Use monitoring and diagnostics with a Windows VM and Azure Resource Manager templates

The Azure Diagnostics Extension provides the monitoring and diagnostics capabilities on a Windows-based Azure virtual machine. You can enable these capabilities on the virtual machine by including the extension as part of the Azure Resource Manager template. See Authoring Azure Resource Manager Templates with VM Extensions for more information on including any extension as part of a virtual machine template.
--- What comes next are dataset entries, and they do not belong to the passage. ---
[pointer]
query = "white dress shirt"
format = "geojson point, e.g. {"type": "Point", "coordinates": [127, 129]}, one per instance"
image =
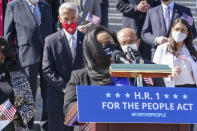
{"type": "Point", "coordinates": [69, 36]}
{"type": "Point", "coordinates": [31, 6]}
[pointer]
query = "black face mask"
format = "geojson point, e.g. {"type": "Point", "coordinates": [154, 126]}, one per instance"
{"type": "Point", "coordinates": [165, 0]}
{"type": "Point", "coordinates": [109, 48]}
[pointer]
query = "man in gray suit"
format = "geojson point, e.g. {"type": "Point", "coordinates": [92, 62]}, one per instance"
{"type": "Point", "coordinates": [27, 23]}
{"type": "Point", "coordinates": [62, 54]}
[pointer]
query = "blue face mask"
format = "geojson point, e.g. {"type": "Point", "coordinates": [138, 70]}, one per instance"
{"type": "Point", "coordinates": [164, 0]}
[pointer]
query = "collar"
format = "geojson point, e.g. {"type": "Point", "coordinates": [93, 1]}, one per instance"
{"type": "Point", "coordinates": [171, 5]}
{"type": "Point", "coordinates": [68, 35]}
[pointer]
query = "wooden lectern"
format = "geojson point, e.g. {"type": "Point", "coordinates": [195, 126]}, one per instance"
{"type": "Point", "coordinates": [118, 70]}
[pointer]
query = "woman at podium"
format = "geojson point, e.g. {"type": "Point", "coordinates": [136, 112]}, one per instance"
{"type": "Point", "coordinates": [98, 45]}
{"type": "Point", "coordinates": [180, 54]}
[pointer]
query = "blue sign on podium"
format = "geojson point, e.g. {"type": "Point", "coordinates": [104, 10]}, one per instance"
{"type": "Point", "coordinates": [124, 104]}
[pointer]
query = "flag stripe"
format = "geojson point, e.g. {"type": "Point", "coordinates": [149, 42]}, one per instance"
{"type": "Point", "coordinates": [8, 109]}
{"type": "Point", "coordinates": [5, 113]}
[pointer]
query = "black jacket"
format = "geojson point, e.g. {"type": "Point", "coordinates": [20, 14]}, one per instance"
{"type": "Point", "coordinates": [80, 77]}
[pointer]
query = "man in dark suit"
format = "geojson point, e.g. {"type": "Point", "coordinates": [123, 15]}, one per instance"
{"type": "Point", "coordinates": [134, 12]}
{"type": "Point", "coordinates": [127, 38]}
{"type": "Point", "coordinates": [158, 22]}
{"type": "Point", "coordinates": [62, 55]}
{"type": "Point", "coordinates": [27, 23]}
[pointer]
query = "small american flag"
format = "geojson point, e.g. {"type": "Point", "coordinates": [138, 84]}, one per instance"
{"type": "Point", "coordinates": [8, 110]}
{"type": "Point", "coordinates": [148, 81]}
{"type": "Point", "coordinates": [188, 18]}
{"type": "Point", "coordinates": [92, 18]}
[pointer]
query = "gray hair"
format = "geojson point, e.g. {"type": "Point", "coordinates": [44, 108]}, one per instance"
{"type": "Point", "coordinates": [68, 5]}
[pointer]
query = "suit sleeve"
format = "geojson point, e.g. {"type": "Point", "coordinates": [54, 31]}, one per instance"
{"type": "Point", "coordinates": [146, 34]}
{"type": "Point", "coordinates": [48, 68]}
{"type": "Point", "coordinates": [70, 95]}
{"type": "Point", "coordinates": [9, 27]}
{"type": "Point", "coordinates": [125, 7]}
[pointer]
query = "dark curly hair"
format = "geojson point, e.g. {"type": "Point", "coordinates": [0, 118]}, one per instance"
{"type": "Point", "coordinates": [10, 63]}
{"type": "Point", "coordinates": [188, 41]}
{"type": "Point", "coordinates": [95, 59]}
This article describes how you can add the Azure Diagnostics extension to a windows virtual machine template.

Add the Azure Diagnostics extension to the VM resource definition

To enable the diagnostics extension on a Windows Virtual Machine, you need to add the extension as a VM resource in the Resource Manager template.

For a simple Resource Manager based Virtual Machine, add the extension configuration to the resources array for the Virtual Machine:

"resources": [
    {
        "name": "Microsoft.Insights.VMDiagnosticsSettings",
        "type": "extensions",
        "location": "[resourceGroup().location]",
        "apiVersion": "2015-06-15",
        "dependsOn": [
            "[concat('Microsoft.Compute/virtualMachines/', variables('vmName'))]"
        ],
        "tags": {
            "displayName": "AzureDiagnostics"
        },
        "properties": {
            "publisher": "Microsoft.Azure.Diagnostics",
            "type": "IaaSDiagnostics",
            "typeHandlerVersion": "1.5",
            "autoUpgradeMinorVersion": true,
            "settings": {
                "xmlCfg": "[base64(concat(variables('wadcfgxstart'), variables('wadmetricsresourceid'), variables('vmName'), variables('wadcfgxend')))]",
                "storageAccount": "[parameters('existingdiagnosticsStorageAccountName')]"
            },
            "protectedSettings": {
                "storageAccountName": "[parameters('existingdiagnosticsStorageAccountName')]",
                "storageAccountKey": "[listkeys(variables('accountid'), '2015-05-01-preview').key1]",
                "storageAccountEndPoint": "https://core.windows.net"
            }
        }
    }
]

Another common convention is to add the extension configuration at the root resources node of the template instead of defining it under the virtual machine's resources node. With this approach, you have to explicitly specify a hierarchical relation between the extension and the virtual machine with the name and type values. For example:

"name": "[concat(variables('vmName'),'Microsoft.Insights.VMDiagnosticsSettings')]",
"type": "Microsoft.Compute/virtualMachines/extensions",

The extension is always associated with the virtual machine, you can either directly define it under the virtual machine's resource node directly or define it at the base level and use the hierarchical naming convention to associate it with the virtual machine.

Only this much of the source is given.